When to stop screening? My 85 year old patient was ‘disappointed’ that I turned down her request for a mammogram requisition slip. Her mammogram was a birthday ritual and had been for decades. She had no unusual risk factors for breast cancer and performed breast-self examinations monthly. While a matter of debate, finding breast cancer at age 85 may not help my patient survive longer, but it may cause medical problems, diminish her quality of life and cause unnecessary distress.
There is no doubt that screening mammograms will pick cancers at an earlier stage. The question of what to do if a cancer is found will be based on type of cancer, if there are other medical conditions, expected life expectancy and the wishes of the patient.

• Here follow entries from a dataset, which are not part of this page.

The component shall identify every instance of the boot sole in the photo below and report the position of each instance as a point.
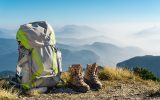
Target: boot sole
(78, 88)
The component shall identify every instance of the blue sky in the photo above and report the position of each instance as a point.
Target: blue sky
(80, 12)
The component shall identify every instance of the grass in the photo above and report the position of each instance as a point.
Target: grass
(7, 93)
(109, 76)
(110, 73)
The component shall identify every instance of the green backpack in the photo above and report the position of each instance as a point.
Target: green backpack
(39, 62)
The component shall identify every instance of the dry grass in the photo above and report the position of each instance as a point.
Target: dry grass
(7, 94)
(110, 73)
(66, 77)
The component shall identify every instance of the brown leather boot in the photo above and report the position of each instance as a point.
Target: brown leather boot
(91, 77)
(77, 82)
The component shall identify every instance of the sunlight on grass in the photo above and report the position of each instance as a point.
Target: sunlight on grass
(110, 73)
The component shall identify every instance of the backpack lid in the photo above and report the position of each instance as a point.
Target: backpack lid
(36, 34)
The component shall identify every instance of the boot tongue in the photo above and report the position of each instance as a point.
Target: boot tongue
(94, 69)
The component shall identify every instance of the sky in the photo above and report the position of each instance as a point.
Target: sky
(120, 19)
(81, 12)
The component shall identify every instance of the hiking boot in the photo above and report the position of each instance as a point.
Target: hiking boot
(91, 77)
(77, 82)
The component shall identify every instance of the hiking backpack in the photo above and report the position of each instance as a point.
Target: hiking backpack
(38, 57)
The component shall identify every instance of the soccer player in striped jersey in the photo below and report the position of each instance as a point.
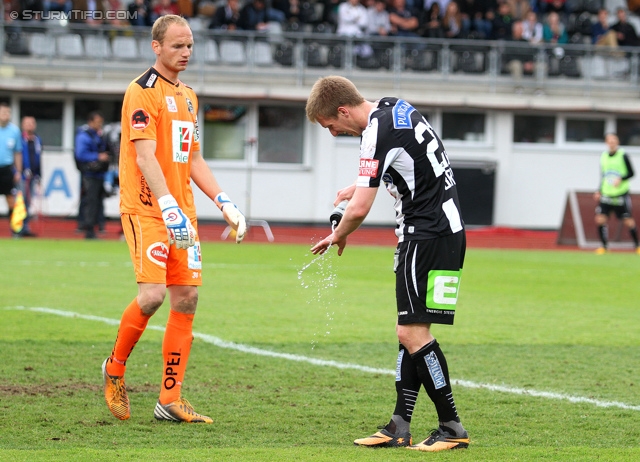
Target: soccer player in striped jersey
(399, 148)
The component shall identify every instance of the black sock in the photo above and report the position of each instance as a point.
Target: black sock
(634, 235)
(407, 388)
(434, 374)
(602, 232)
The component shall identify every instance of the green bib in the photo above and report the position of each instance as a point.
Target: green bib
(612, 168)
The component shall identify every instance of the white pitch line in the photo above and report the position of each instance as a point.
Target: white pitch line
(327, 363)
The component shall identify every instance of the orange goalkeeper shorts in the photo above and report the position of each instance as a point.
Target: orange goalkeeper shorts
(154, 262)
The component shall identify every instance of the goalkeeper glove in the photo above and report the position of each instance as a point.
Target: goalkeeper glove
(232, 215)
(179, 227)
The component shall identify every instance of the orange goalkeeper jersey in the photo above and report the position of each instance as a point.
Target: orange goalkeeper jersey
(156, 109)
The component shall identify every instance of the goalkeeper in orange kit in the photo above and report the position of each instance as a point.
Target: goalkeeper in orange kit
(159, 156)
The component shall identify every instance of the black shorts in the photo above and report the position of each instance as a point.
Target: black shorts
(6, 180)
(428, 278)
(620, 205)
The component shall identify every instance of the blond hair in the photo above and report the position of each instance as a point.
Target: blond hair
(328, 94)
(161, 25)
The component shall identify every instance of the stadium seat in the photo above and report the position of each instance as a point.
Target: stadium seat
(70, 46)
(125, 48)
(97, 46)
(284, 54)
(262, 54)
(42, 45)
(145, 51)
(211, 54)
(232, 52)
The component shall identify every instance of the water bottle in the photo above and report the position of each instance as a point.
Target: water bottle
(337, 213)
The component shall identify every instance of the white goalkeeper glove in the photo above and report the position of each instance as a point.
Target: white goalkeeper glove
(179, 227)
(232, 215)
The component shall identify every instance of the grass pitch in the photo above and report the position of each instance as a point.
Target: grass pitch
(545, 350)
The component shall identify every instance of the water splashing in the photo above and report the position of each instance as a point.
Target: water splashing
(321, 279)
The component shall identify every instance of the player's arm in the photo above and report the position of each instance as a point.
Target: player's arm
(630, 171)
(357, 210)
(180, 231)
(204, 178)
(150, 168)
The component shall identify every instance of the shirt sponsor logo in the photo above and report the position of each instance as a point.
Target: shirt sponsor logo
(182, 138)
(171, 104)
(158, 253)
(195, 256)
(140, 119)
(151, 80)
(435, 370)
(402, 114)
(368, 167)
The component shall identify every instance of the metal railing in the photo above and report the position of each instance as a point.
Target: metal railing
(294, 57)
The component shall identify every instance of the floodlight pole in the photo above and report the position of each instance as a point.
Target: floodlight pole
(252, 142)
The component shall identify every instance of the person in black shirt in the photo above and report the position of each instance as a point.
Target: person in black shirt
(399, 148)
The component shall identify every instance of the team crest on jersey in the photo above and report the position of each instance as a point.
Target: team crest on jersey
(140, 119)
(195, 256)
(182, 139)
(158, 253)
(151, 80)
(171, 104)
(402, 114)
(368, 167)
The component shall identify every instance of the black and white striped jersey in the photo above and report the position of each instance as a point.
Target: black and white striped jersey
(401, 149)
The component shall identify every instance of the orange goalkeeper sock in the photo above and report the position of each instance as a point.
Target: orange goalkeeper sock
(176, 347)
(132, 325)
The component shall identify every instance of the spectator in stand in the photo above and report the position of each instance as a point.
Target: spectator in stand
(226, 17)
(558, 6)
(330, 12)
(472, 13)
(431, 22)
(553, 30)
(164, 7)
(519, 9)
(352, 19)
(601, 32)
(520, 59)
(626, 33)
(31, 152)
(10, 157)
(378, 22)
(296, 12)
(256, 16)
(92, 159)
(503, 22)
(140, 13)
(452, 21)
(532, 30)
(404, 23)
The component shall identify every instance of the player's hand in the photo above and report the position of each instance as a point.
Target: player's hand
(331, 240)
(179, 227)
(345, 194)
(232, 215)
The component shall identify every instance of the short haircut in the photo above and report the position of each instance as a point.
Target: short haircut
(92, 116)
(330, 93)
(159, 29)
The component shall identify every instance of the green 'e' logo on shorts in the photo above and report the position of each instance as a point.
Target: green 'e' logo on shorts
(442, 289)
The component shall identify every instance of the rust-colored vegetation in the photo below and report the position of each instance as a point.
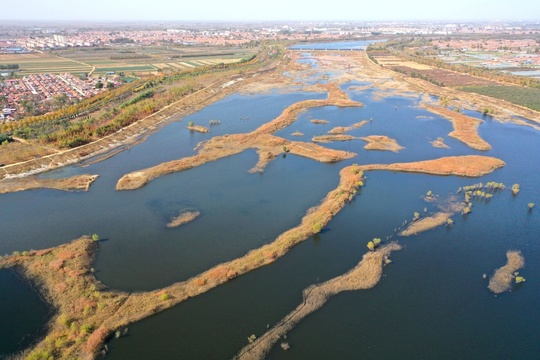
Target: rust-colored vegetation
(465, 127)
(87, 313)
(427, 223)
(365, 275)
(332, 138)
(381, 143)
(344, 129)
(198, 128)
(74, 183)
(501, 281)
(183, 218)
(468, 165)
(268, 146)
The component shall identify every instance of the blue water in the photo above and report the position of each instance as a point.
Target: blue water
(23, 313)
(431, 303)
(340, 45)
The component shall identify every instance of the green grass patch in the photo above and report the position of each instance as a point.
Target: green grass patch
(528, 97)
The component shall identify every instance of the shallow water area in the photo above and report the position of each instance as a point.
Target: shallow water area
(23, 312)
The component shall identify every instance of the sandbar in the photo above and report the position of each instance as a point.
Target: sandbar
(468, 166)
(74, 183)
(501, 281)
(381, 143)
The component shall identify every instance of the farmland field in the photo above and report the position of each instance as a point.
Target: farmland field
(43, 63)
(124, 59)
(528, 97)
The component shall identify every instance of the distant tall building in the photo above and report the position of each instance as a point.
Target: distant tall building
(59, 40)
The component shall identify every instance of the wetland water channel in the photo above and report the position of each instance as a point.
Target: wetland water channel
(431, 303)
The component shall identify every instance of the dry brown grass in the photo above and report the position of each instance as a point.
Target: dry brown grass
(63, 275)
(320, 122)
(183, 218)
(439, 144)
(468, 165)
(425, 224)
(465, 127)
(198, 128)
(268, 146)
(79, 182)
(332, 138)
(381, 143)
(16, 151)
(344, 129)
(501, 281)
(365, 275)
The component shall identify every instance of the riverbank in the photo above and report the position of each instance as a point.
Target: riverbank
(74, 183)
(267, 145)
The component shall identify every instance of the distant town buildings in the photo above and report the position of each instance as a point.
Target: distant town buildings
(41, 88)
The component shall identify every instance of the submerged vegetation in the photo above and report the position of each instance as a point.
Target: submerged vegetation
(501, 281)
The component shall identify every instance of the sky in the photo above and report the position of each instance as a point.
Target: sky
(270, 10)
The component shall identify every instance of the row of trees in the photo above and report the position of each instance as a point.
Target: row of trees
(66, 128)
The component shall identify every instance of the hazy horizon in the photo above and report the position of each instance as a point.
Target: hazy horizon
(276, 11)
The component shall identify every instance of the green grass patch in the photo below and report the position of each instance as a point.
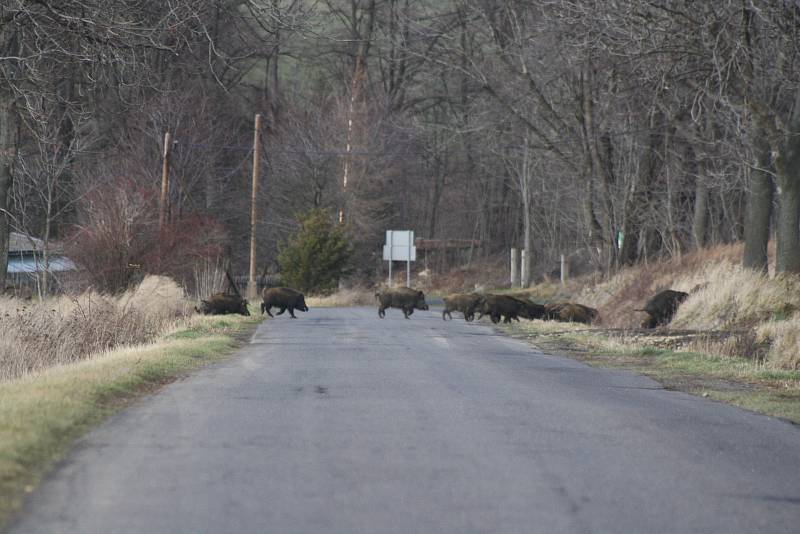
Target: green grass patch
(739, 381)
(42, 415)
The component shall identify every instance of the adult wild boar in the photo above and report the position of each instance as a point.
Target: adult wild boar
(662, 307)
(568, 312)
(223, 303)
(405, 298)
(466, 303)
(508, 307)
(284, 298)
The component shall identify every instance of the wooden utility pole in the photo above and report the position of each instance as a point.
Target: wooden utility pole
(163, 213)
(252, 288)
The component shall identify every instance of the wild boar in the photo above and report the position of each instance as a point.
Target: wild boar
(405, 298)
(569, 312)
(507, 308)
(662, 307)
(284, 298)
(465, 303)
(223, 303)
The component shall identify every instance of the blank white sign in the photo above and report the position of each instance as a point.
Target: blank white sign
(400, 240)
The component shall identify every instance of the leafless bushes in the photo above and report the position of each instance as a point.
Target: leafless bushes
(34, 336)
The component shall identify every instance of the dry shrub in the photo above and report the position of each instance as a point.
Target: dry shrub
(34, 336)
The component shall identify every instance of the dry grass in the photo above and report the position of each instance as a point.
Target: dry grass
(619, 297)
(42, 413)
(735, 297)
(343, 297)
(38, 335)
(783, 338)
(760, 312)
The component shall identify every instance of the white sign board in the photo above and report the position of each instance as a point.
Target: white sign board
(399, 246)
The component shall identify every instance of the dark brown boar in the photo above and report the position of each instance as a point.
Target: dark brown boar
(405, 298)
(223, 303)
(465, 303)
(284, 298)
(662, 307)
(505, 307)
(569, 312)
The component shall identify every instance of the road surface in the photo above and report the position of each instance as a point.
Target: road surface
(340, 422)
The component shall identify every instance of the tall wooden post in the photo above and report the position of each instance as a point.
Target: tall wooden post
(252, 288)
(514, 271)
(523, 269)
(163, 213)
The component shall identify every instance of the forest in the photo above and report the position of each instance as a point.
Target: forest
(611, 131)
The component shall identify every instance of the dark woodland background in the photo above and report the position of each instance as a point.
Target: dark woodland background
(609, 131)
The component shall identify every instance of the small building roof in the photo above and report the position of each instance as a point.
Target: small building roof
(18, 242)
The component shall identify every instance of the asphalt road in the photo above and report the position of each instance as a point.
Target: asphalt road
(340, 422)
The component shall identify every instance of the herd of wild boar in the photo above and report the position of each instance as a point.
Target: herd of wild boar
(660, 309)
(497, 307)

Most of the studies that looked at women who had screening mammography after age 80 have found that those women tended to be white, married, and have higher education and income levels. They also were in better health with fewer other conditions such as heart disease or diabetes. The data are not clear if early detection of breast cancer in elderly women increase survival. For women with other medical problems (lung disease, peripheral vascular disease, heart disease, diabetes, rheumatologic disease), mammograms did not increase survival.
This discussion is about screening mammograms only. Any breast mass or breast change requires an evaluation – which could include mammogram, ultrasound or MRI.
I read an excellent guideline – women should have a yearly screening mammogram until they believe that they don’t have ten good years left.